Friday, February 24, 2017
Source notes in NORTHWOODS CRADLE SONG by Douglas Wood
On Feb 8, 2017, I was in Milwaukee at the Wisconsin State Reading Association's annual conference. I gave a session about sovereignty and why it is important that teachers include it in their instruction. I also talked about award-winning books that do not provide teachers with information about the source of their stories.
During the discussion portion of my presentation, Michelle Chevalier commented about a book she'd come across years ago and its lack of reference to an original source. Michelle is a member of the Menominee Nation.
We did not talk about the accuracy or quality of the book. Our discussion then, and here, is specific to crediting of sources. I invited Michelle to write about the source discussion. I am grateful to her for sharing this with AICL's readers. (Note to writers and editors: have you seen Betsy Hearne's two articles, Cite the Source and Respect the Source?)

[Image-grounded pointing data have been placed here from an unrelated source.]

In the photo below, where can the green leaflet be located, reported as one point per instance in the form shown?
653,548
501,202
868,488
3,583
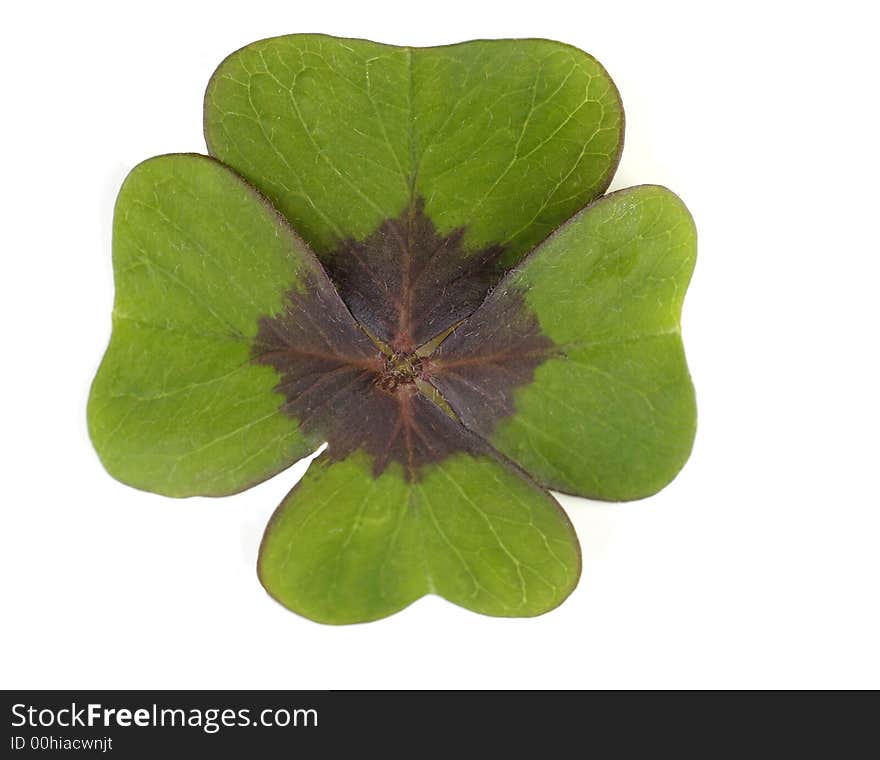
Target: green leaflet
346,548
177,406
616,417
507,138
612,414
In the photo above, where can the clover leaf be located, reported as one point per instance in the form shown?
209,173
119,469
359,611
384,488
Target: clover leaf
401,252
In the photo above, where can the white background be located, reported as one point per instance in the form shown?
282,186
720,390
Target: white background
757,567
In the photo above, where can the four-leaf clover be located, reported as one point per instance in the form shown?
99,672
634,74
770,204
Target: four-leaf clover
402,252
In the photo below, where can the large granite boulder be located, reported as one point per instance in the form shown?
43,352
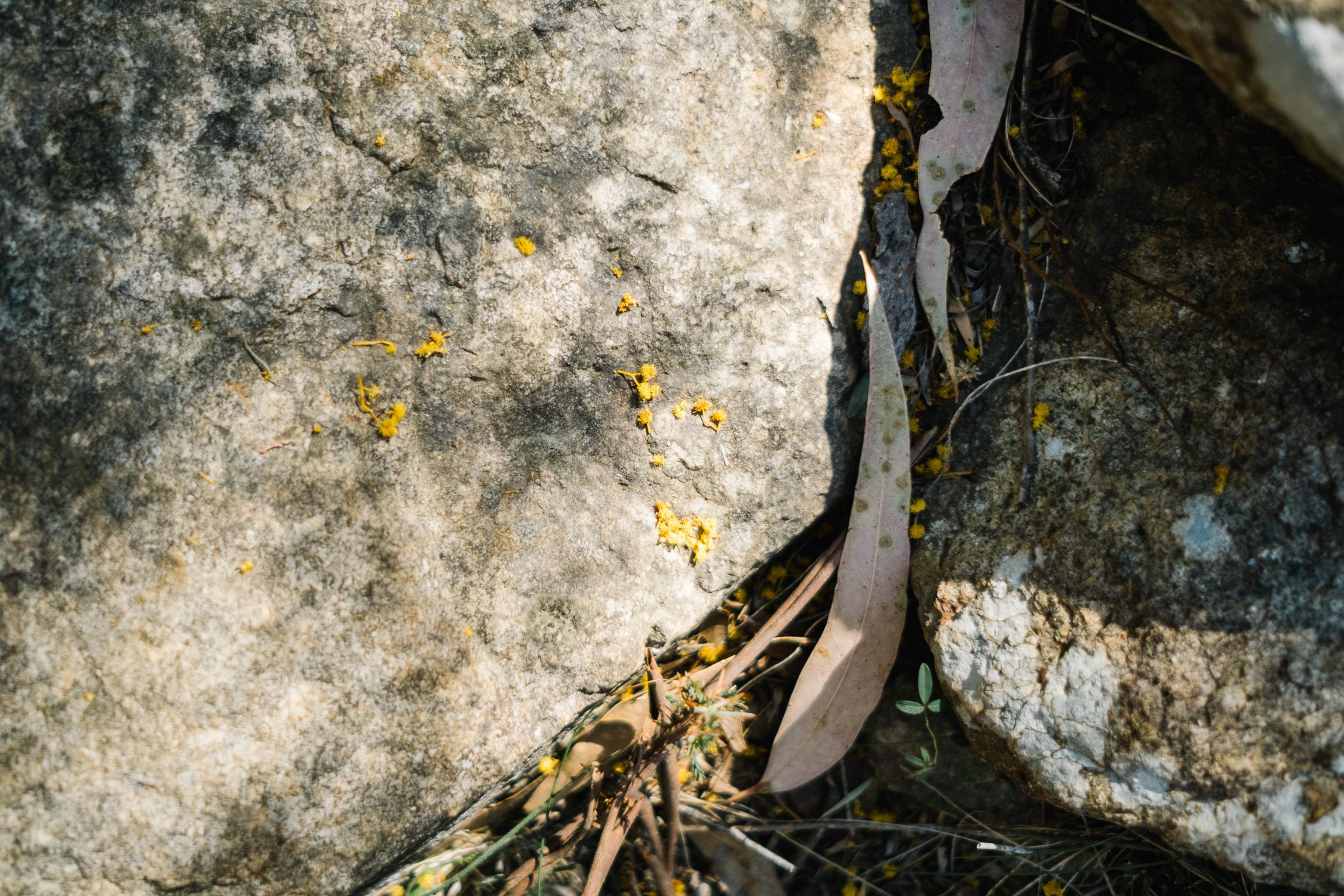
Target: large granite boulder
250,644
1158,637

Michelle Chevalier on Source Notes in Northwoods Cradle Song
I first came across Northwoods Cradle Song: From A Menominee Lullaby in the late 1990's as a teacher searching for children's books containing Native Images and Stories. I don't recall any author's notes with regard to crediting original sources for the story. The author is Douglas Wood. He is not Native.
This week, I found a hardcover copy of the book on the shelf at our local middle school. To my delight, this copy has a page with an "Author's Note" that does give ample credit to the source that I mentioned in Debbie Reese's presentation at WSRA. In the note, Wood gave credit to Phebe Jewell Nichols, as well as another source, Sigurd F. Olsen. I am not sure when these credits were included, but am glad that they are now given.
I stand by my comment that I believe all authors should give proper credit to their sources, especially with regard to Native stories. The cover and spine of this book do not include Nichols or Olson. The only author on the cover is Wood. At the very least, I would hope that an author would write "Retold By...." instead of implying that it is their story.